# 23/32" Advantech with Coates Nuc box plans



## Allen (Oct 5, 2011)

Didn't want to hijack another thread about plywood Nucs with my question.

Since Advantech 23/32" is close to 3/4" and the Coates plans are based on 1/2" plywood, do I need to adjust measurements for the thicker wood?

It seems that most plywood thickness these days is all based on fractions for some reason.
At Lowes, 23/32 Advantech is $32.97
and 19/32 pine rated sheathing is $23.47

All the Nucs will be painted.

Is the added cost of Advantech worth it?
Is the thicker plywood better for a Nuc?


----------



## greg zechman (Nov 2, 2010)

i used advantech on 4 of my hives last year...2 painted and 2 unpainted.....all 4 came thru with no warpage or delaminating...actually they still look brand new and it will be the only material that i will build out of ...just built 100 more nucs so ?...greg


----------



## greg zechman (Nov 2, 2010)

if you want the dimensions that i used just let me know....greg


----------



## bhfury (Nov 25, 2008)

Allen said:


> At Lowes, 19/32 pine rated sheathing is $23.47


Bought 3 sheets this stuff the other day.

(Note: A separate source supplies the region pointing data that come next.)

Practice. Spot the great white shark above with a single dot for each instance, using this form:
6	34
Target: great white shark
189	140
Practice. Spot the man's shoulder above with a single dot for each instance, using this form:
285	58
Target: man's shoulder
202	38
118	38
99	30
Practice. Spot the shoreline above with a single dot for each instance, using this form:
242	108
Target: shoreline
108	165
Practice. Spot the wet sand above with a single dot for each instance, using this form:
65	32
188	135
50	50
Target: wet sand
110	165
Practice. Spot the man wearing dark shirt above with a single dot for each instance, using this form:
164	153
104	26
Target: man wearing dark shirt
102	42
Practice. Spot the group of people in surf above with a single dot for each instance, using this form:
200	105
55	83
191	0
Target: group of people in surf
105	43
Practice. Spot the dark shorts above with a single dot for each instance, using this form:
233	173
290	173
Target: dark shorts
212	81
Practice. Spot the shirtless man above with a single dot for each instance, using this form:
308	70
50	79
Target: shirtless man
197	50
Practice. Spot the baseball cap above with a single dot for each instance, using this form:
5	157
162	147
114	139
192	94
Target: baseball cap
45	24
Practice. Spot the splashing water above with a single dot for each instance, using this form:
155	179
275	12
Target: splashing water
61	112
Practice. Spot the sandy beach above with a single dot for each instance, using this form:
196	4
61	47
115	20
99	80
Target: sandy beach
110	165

I had to adjust the meaurement because my nucs are five framers, but mine consist of 4 frames, frame feeder, and some space for a queen cage. I still get 4 nucs out of a sheet.


----------



## Allen (Oct 5, 2011)

I'm planning to make 8 Nucs with at least one extra super for each.
Haven't studied the Coates plans enough yet to figure out how many supers can be made from a single sheet.

Greg, I'd like to see those dimensions and thank you for sharing.


----------



## greg zechman (Nov 2, 2010)

box==8.875widex10highx19.125 long
top=8.875 widx21.375 long 2=cleats for strength1x1.500x8.875 on each end
bottom=length21.250x8.875wide
bottom boards to hold off ground
front 1x3x8.875
rear 1x2x8.875
hope this helps basically 3/4 advantech


----------



## Allen (Oct 5, 2011)

Okie Dokie 
I've got them copied.


----------